Stratigakos’ approach is a good one (and Ghirardo, Gutman, Taylor, and Lichtman surely do the same in their surveys). But it doesn’t always work. It is hard to find time for gendered topics in surveys that already have too much material to cover. And by “surveys” I mean the “prehistory to postmodernism” surveys that every architect-to-be takes. Even the best professors find it challenging to go beyond the basic texts.
Even worse, success doesn’t always trigger further student inquiry. At NJIT, Gabrielle Esperdy reports that while she also includes gender issues in her survey, there wasn’t enough interest among students to sustain an upper-level gender studies seminar—exactly the opposite of what’s happening in Buffalo.
Architecture school culture and accreditation standards also matter. The value a school places on taking history and theory electives is key to how students choose to spend their time. In my sample group, history was a minimal requirement. No school required more than 4 classes in history. 6/10 undergraduate programs required only two and 2/11 graduate programs required only one. Many architecture programs seem content to give students a basic history survey and nothing more. Remember, these are the top 21 schools, so theoretically, they model best practice.
Could students use one of their electives? Sure! The number of electives required for undergraduates ranged from a high of 6 (Rhode Island School of Design, Southern California Institute of Architecture, and Pratt Institute) to a low of 2 (Cornell, Virginia Tech, and Syracuse). At the graduate level, students at most had 4 electives (at Columbia, University of Michigan, and University of Pennsylvania). Even at their lowest, there is enough elective space in every curriculum to take a gendered space class.
So why don’t they? The cold reality is that getting professor availability/training to align with student interest and available elective space within a school that fosters this line of inquiry is really, really, hard.
Enough complaining, what should we do? Here’s my idea: I’d love to see a 1-credit history/theory workshop offered in tandem with a studio course, where a nimble historian responds to issues raised by studio inquiry through impromptu and unscripted readings and discussions. This approach would better model how architecture should actually be practiced—as a blend of design and history/theory/research. What’s more, it would hit architects at their very core: in the studio.

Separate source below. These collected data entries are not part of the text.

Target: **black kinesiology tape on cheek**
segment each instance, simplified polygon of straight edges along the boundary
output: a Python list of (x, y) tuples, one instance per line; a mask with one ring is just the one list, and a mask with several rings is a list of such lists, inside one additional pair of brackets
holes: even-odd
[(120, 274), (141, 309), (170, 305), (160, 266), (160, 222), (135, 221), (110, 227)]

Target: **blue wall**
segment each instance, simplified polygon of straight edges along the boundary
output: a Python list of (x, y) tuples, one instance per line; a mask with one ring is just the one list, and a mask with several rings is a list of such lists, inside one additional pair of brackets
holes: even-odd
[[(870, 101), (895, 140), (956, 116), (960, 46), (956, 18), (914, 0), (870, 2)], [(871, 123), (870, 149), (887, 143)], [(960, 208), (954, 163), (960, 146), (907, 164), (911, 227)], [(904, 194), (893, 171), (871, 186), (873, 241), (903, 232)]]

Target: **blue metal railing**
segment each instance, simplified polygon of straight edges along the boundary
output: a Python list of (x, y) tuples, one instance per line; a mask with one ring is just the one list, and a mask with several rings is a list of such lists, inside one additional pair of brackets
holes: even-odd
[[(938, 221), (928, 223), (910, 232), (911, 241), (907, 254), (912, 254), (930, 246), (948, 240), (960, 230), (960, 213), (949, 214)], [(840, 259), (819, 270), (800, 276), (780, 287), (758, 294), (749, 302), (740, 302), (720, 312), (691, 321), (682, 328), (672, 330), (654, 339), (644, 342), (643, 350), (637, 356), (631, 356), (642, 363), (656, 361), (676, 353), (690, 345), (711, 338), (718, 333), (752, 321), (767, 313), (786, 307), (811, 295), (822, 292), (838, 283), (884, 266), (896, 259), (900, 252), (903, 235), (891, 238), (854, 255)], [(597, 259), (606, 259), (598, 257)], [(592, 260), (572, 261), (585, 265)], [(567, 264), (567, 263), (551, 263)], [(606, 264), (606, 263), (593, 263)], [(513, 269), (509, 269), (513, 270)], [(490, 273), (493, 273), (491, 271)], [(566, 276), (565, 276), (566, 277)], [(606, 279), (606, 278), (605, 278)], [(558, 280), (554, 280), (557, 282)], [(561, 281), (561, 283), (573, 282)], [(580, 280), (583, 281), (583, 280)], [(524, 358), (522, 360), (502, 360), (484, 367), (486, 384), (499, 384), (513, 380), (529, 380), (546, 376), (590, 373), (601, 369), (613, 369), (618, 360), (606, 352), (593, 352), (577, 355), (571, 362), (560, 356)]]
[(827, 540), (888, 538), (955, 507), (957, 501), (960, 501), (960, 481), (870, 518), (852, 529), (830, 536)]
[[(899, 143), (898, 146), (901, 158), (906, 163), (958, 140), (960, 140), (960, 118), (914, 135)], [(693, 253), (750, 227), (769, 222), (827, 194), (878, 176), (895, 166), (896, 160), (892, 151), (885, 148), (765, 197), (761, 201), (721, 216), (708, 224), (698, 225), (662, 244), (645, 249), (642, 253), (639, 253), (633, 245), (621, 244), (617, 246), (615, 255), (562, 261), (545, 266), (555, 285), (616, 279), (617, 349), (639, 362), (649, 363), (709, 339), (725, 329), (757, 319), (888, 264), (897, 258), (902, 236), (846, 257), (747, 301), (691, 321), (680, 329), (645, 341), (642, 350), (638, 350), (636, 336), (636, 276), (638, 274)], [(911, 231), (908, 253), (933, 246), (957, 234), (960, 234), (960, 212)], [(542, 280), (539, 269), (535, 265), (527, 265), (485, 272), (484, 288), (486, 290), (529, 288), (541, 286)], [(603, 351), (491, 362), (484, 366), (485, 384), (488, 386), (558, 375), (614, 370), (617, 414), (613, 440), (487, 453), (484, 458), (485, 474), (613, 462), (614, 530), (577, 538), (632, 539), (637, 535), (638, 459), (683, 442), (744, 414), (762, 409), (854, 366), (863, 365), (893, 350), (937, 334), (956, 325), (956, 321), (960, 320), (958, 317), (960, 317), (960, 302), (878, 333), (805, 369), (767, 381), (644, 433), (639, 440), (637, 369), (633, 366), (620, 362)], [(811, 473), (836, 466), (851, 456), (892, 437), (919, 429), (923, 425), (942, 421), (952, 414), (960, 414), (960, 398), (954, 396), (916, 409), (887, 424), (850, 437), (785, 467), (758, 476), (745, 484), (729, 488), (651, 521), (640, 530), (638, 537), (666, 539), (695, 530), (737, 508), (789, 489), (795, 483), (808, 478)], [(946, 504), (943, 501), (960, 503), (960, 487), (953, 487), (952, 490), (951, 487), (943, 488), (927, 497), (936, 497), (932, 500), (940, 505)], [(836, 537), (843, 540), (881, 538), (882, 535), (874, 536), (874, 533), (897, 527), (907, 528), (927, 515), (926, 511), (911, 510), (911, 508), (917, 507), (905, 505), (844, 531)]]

The current approach to teaching architects-to-be about gender has never really worked. We need some new ideas, especially ones that resonate with evolving practices in the digital age. What’s at stake is more than just better-designed bathrooms. It’s about creating spaces that foster gender equity and shared power structures. Important issues, indeed.
Catherine W. Zipf is a Research Scholar in the Women’s and Gender Studies Program at the Massachusetts Institute of Technology.